Today’s Cannabis is far more potent. The average THC content in marijuana has risen dramatically over the past ten years. As states are legalizing cannabis, it is leading to an increasing variety of products providing multiple options for consumption such as inhalation, concentrates, topicals and edibles. With edibles particularly, there is a delay in the psychoactive effects when consuming edibles can be anywhere from 1 to 3 hours and can result in a person consuming more than one portion.

There are ripple effects. For instance, there are health risks of substance misuse and negative effects on essential bodily functions, there are safety effects due to impaired driving which have resulted in an increase of traffic fatalities. The environment is also at risk due to the chemicals used to keep animals from destroying their crops and equipment which leads to high amounts of energy and changes to the land structure.

Some interesting terminology is Regulated Cannabis, Marijuana and Hashish. Regulated Cannabis is legally bought, sold and used cannabis. Marijuana and Hashish are not regulated and are classified as a controlled dangerous substance.

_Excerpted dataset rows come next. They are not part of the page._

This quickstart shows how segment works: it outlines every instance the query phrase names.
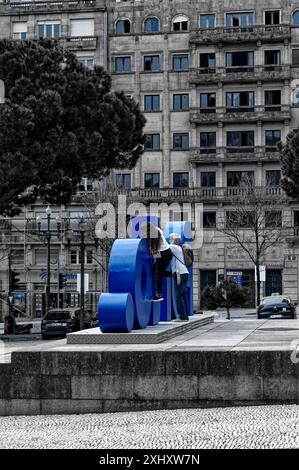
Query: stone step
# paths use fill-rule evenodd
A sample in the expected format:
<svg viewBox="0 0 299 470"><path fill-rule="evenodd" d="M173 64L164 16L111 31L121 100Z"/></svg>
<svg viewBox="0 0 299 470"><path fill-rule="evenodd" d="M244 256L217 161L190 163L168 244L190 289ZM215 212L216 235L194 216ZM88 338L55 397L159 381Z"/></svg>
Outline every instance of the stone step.
<svg viewBox="0 0 299 470"><path fill-rule="evenodd" d="M214 322L214 314L189 317L189 322L161 322L131 333L102 333L99 328L67 334L67 344L155 344Z"/></svg>

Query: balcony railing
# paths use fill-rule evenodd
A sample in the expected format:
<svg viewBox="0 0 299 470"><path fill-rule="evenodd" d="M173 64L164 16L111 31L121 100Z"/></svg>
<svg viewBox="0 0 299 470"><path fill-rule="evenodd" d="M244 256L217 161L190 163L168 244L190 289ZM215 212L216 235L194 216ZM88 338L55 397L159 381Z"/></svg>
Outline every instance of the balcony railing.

There are also municipal considerations. For example, all existing ordinances prior to the legislation are null and avoid. Municipalities had until August 21st, 2021 to opt in or out. After opting out, a municipality can opt back in at any time. Also, if a municipality takes no action, they are opted in by default and no changes can be made for five years. We would like to note that Cannabis remains illegal federally.

The youth usage data from states with legalized cannabis, specifically Colorado, Michigan and California show high rates of youth usage.

We must keep our youth safe and healthy. The brain is not fully developed until 25. Once drugs enter the brain, they interfere with its normal tasks and can eventually lead to changes in how well it works.

Regular cannabis use early in life can result in impairments such as poor academic performance, deficits in attention, information processing and memory. Some signs of impairment are red eyes, slurred/altered speech, drowsiness/hyperactivity and poor coordination.

Key points to starting a conversation with youth in regards to cannabis: keep an open mind, be clear about goals, be calm and relaxed, have a positive outlook, don’t lecture, find a comfortable setting, be aware of body language and put yourself in their shoes.